Carbon-rich solvent regeneration in solvent-based post-combustion CO2 capture process (PCCC): Process intensification by megasonics

Abstract

Global greenhouse gas emanations from fossil-fuel combusting for power-generation alone contribute 9.795 gigatonnes (Gt) in 2014. There is a tremendous focus on global carbon capture researchers to cut down these emissions significantly. Chemical absorption is widely used and the use of monoethanolamine (MEA) was generally preferred. However, MEA solutions were not without problems. For example, equipment deterioration due to O2 presence, high energy for solvent-regeneration, solvent degradation and formation of undesired harmful by-products inhibits the solvent's cyclic capacity. To address these issues megasonics-assisted (1 MHz - tank-type) solvent regeneration process had been investigated experimentally.
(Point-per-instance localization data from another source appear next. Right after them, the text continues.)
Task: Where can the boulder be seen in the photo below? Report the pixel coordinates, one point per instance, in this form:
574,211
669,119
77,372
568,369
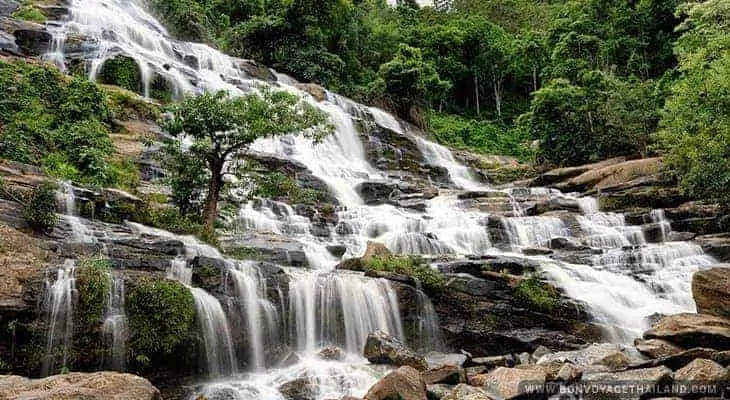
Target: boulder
405,383
510,383
711,291
77,385
318,92
331,353
299,389
690,330
381,348
649,378
702,370
655,348
569,373
375,249
448,374
592,354
466,392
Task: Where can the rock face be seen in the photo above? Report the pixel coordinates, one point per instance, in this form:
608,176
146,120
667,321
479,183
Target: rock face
509,383
93,386
701,370
711,291
381,348
687,330
405,383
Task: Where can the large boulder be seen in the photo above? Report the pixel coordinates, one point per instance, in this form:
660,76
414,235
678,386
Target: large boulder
381,348
692,330
655,348
449,374
299,389
511,383
77,385
702,370
649,378
711,291
405,383
466,392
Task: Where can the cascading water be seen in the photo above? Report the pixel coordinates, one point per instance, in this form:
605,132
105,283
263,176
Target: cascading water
327,307
115,325
58,303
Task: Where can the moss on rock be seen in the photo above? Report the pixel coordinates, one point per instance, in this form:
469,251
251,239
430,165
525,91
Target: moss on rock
161,316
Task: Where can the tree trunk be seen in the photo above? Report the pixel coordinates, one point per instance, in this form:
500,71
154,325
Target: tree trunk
210,213
476,92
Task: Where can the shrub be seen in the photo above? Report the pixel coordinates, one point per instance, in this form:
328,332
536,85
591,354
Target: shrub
539,294
123,72
40,208
161,316
93,283
30,13
431,279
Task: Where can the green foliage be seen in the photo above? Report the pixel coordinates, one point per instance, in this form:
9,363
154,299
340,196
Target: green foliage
30,13
277,185
93,281
57,123
123,72
695,125
431,279
161,316
222,126
537,293
482,136
40,208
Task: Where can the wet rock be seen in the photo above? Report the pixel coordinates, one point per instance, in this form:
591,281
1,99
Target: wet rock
299,389
438,391
337,250
466,392
648,377
469,285
569,373
381,348
541,351
655,348
689,330
76,385
717,246
509,383
679,360
405,383
331,353
492,362
592,354
536,251
566,244
7,7
702,370
435,359
448,374
711,291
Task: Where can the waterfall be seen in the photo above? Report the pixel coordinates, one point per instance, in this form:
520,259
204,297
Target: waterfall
260,314
58,300
115,325
219,354
624,278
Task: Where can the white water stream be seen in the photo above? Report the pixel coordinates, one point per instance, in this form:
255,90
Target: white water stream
624,284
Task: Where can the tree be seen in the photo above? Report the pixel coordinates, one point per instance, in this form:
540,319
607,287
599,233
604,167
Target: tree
222,127
409,83
695,126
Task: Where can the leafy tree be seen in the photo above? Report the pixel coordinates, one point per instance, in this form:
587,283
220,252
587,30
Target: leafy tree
695,124
408,83
223,127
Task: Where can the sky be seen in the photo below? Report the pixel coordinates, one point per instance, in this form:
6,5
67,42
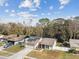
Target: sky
32,10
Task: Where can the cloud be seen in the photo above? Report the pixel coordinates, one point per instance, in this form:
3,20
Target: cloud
2,2
30,4
6,4
63,3
6,10
37,3
33,9
12,14
12,11
51,8
26,3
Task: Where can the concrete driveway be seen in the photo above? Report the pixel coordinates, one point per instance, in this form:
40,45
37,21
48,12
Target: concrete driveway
1,57
21,54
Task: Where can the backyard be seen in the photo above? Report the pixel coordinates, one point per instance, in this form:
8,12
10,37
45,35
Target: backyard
52,55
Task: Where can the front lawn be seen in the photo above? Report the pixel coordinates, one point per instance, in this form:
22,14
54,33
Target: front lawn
14,49
2,53
46,54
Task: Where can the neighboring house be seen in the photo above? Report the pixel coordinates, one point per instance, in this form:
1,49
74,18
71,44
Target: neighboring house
74,43
43,43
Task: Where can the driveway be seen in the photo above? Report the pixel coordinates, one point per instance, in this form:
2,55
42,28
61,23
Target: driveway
21,54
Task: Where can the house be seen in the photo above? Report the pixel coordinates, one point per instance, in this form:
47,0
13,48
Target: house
13,40
1,37
74,43
43,43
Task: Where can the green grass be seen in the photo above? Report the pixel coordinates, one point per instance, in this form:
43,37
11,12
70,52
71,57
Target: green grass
52,55
14,49
4,53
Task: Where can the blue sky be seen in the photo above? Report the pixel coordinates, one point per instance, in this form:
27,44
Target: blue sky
24,10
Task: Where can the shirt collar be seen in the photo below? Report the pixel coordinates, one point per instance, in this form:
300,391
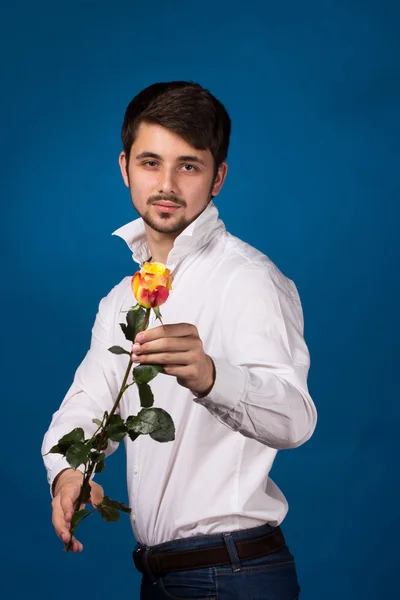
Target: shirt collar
196,235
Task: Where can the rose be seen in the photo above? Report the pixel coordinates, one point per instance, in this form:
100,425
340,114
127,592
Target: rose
151,288
151,285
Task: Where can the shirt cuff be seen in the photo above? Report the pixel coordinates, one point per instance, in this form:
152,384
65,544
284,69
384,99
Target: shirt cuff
228,389
59,466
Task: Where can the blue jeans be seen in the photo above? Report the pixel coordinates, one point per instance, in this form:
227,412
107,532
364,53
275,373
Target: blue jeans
270,577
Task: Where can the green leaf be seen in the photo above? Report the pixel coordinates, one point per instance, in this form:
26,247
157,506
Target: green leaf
116,430
118,505
145,373
146,395
133,435
100,466
152,421
109,513
76,435
166,431
118,350
77,454
96,456
145,422
134,323
104,443
77,518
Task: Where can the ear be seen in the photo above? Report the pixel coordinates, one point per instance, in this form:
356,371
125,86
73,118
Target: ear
124,168
220,178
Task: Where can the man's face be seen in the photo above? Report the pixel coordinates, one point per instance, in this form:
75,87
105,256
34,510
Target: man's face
170,182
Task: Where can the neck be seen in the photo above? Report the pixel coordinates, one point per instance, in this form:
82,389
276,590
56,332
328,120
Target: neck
160,244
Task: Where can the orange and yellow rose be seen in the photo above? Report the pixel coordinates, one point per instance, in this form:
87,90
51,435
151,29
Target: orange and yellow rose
152,284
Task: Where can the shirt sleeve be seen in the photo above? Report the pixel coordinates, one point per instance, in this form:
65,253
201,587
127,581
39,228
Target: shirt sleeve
92,392
260,388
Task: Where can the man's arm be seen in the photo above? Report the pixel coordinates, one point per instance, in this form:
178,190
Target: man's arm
259,385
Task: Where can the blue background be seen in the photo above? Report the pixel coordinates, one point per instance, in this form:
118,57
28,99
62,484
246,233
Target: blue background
313,92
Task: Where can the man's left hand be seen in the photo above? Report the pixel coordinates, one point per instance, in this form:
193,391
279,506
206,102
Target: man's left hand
179,349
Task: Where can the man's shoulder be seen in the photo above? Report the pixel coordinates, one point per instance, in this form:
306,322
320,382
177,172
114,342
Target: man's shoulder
243,255
240,257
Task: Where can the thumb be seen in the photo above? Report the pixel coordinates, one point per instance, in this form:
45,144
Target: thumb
97,494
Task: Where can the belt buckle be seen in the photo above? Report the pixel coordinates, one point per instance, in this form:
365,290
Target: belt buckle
145,552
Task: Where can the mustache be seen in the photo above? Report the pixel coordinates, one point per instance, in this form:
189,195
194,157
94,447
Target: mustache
160,197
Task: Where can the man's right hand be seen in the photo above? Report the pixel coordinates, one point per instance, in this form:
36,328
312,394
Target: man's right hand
66,488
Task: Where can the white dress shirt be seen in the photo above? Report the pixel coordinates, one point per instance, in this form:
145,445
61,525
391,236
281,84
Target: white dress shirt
214,477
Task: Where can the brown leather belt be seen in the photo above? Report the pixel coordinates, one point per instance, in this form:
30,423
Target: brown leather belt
159,563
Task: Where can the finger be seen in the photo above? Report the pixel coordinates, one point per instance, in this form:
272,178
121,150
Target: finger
76,545
60,524
169,344
167,358
96,496
173,330
67,505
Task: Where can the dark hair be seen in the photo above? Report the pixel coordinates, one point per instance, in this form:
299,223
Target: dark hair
185,108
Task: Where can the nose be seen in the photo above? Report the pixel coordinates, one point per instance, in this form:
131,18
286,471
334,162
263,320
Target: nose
167,183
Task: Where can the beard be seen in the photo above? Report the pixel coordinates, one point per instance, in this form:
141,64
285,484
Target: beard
168,224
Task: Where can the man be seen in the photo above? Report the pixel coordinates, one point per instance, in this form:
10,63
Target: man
204,511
The results revealed that low regeneration temperature (<45 °C), less condenser duty, the potential for sensible heat saving, no reboiler is required facilitates capital and maintenance saving, no significant colour change after regeneration and loss of absorption capacity after regeneration was 3.7 times lower than the conventional. In addition, similar regeneration energy (20.20 KJ/mol CO2) but with 3.5 times lower nominal power input than the conventional regeneration method. Furthermore, physicochemical characterization of the solvent before and after absorption and regeneration followed by 13C NMR spectra analysis was also discussed.